As described in Section 3.2, we conducted experiments with various values of *k* for *k*-nearest neighbor profile graphs in both Pascal dataset and IV’04 dataset Section 3.3 reported the results for *k* = 10. The results for other values of *k* in *k*-NN graph (*k* = 20, 40, 80) are shown in Figs. 6 and 7. Figure 6 is for Pascal dataset, and Fig. 7 for IV’04 dataset.

As illustrated in these figures, results with other values of *k* are similar to the result with *k* = 10 in Fig. 2. Especially, as the value of *k* increases, similar results were observed as in the results for the fully connected (complete) profile graph in Fig. 1. Furthermore, increasing the value of *k* deteriorated the performance of LabelPropagation. In addition, LeadingEigenvector showed almost no difference except for *α* = 1 and *r* = 1. Thus, these results also conform to the results and discussions in Section 3.

### 1.2 A.2 Results with different values of *k* in the proposed method

As in Section A1, we also conducted evaluations with other values of *k* in *k*-NN graph (*k* = 20, 40, 80). In addition, for defining the weights in profile graphs, we conducted experiments with both cosine similarity and KL similarity defined in (13). The results are shown in Figs. 8 (Pascal dataset) and 9 (IV’04 dataset). In these figures, first row corresponds to cosine similarity, and second row corresponds to KL similarity. In addition, left column is for *k* = 20, middle for *k* = 40, and right for *k* = 80.
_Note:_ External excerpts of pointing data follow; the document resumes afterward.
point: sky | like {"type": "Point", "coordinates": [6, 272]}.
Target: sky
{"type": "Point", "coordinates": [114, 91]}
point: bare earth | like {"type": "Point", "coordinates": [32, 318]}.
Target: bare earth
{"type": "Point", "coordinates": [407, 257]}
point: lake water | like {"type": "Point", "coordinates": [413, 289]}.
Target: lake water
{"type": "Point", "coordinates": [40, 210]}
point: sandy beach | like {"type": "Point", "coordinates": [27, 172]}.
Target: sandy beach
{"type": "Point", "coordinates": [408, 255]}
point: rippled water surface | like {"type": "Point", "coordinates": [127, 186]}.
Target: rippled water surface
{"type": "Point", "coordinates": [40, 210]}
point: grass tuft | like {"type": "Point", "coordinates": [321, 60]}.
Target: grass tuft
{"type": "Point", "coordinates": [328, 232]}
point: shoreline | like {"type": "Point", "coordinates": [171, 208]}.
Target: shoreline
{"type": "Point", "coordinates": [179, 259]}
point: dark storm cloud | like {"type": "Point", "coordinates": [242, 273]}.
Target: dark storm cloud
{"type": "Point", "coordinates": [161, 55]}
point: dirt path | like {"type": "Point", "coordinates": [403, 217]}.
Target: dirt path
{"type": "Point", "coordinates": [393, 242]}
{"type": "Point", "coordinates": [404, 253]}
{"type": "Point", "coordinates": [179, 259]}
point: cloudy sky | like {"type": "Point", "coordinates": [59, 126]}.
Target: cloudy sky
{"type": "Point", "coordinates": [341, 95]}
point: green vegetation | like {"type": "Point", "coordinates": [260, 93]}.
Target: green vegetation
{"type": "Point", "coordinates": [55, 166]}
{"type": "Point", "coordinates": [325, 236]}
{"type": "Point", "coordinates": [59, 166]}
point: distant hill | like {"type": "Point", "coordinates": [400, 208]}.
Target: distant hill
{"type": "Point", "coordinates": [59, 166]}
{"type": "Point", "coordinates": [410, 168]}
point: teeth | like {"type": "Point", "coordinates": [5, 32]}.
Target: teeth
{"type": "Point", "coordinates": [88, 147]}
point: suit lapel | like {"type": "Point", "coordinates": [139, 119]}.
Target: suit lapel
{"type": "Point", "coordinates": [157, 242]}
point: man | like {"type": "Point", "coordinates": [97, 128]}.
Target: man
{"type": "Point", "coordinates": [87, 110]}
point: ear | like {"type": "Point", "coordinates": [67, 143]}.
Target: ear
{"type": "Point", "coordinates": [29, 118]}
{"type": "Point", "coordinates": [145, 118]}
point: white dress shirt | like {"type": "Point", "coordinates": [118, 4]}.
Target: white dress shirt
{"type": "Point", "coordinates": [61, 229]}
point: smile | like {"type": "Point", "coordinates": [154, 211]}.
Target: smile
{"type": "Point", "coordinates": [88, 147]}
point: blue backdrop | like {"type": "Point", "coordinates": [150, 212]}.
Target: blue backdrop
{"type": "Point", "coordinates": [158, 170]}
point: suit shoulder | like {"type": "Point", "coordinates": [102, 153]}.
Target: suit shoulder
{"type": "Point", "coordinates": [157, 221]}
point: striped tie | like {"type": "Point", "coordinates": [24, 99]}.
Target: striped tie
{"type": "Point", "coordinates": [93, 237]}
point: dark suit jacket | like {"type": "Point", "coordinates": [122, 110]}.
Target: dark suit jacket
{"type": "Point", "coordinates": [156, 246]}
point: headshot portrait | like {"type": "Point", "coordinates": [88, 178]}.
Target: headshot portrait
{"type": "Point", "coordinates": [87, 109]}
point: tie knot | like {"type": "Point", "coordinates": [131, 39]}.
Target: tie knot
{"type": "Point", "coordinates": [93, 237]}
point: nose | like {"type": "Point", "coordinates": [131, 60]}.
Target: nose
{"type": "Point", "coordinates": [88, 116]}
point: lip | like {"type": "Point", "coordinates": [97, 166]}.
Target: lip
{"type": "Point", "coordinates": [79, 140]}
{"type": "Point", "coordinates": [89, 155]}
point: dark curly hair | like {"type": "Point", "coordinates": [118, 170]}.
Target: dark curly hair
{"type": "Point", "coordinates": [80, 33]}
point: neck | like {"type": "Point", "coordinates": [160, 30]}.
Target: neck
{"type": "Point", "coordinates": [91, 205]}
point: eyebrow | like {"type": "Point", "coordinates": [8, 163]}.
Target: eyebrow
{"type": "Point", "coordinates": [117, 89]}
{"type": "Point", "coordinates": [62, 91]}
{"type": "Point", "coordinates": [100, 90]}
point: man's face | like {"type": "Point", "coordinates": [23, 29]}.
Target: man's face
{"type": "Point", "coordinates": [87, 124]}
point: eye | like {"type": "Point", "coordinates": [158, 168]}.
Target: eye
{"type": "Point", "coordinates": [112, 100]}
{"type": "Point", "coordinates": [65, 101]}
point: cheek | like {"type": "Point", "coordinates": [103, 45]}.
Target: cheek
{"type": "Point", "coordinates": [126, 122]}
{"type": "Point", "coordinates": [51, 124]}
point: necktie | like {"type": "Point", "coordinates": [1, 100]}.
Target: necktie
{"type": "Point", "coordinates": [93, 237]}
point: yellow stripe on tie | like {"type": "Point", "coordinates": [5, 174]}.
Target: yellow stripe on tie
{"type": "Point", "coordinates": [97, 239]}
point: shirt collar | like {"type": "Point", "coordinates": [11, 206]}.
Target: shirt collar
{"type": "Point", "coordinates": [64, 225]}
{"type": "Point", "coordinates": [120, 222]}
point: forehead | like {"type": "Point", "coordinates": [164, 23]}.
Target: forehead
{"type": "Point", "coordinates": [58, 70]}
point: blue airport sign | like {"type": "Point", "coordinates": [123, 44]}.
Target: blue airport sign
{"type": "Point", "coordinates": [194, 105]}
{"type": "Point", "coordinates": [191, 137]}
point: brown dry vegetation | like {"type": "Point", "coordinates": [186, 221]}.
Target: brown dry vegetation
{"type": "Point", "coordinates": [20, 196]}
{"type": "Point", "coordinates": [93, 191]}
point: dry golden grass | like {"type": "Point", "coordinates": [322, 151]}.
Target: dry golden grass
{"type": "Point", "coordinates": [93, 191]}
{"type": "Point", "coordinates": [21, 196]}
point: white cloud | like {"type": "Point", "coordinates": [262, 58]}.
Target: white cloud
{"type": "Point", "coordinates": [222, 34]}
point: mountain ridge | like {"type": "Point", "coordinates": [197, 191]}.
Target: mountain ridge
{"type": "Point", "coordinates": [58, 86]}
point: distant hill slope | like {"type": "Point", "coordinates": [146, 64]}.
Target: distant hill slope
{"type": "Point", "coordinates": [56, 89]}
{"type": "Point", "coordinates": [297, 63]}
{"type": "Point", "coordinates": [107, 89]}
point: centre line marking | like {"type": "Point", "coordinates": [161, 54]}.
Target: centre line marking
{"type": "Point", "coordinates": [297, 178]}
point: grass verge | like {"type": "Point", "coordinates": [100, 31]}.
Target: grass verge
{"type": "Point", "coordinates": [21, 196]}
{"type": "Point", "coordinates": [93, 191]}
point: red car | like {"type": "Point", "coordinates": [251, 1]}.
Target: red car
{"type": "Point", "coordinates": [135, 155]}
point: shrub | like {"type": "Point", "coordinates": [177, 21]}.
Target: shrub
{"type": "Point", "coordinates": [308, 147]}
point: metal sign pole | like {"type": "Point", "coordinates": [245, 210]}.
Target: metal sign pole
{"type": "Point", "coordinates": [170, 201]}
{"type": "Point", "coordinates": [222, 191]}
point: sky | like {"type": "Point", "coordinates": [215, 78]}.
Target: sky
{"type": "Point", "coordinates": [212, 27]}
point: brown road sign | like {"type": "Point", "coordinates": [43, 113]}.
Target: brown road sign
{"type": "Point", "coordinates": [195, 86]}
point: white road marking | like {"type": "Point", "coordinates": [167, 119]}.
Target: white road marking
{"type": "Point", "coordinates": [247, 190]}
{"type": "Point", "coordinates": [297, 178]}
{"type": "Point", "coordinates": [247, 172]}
As in the results in Section A1, similar results were observed as in the case when *k* = 10 (Figs. 3 and 4). Especially, as the value of *k* increases, the results get similar to the results for the fully connected (complete) profile graph with KL similarity, especially in Pascal dataset (in Fig. 3). On the other hand, in IV’04 dataset, the results with *k* = 80 are similar to the results with *k* = 10. Since the number of users (nodes) are much larger in IV’04 dataset, larger value of *k* would be necessary to observe the similar result with fully connected (complete) profile graph.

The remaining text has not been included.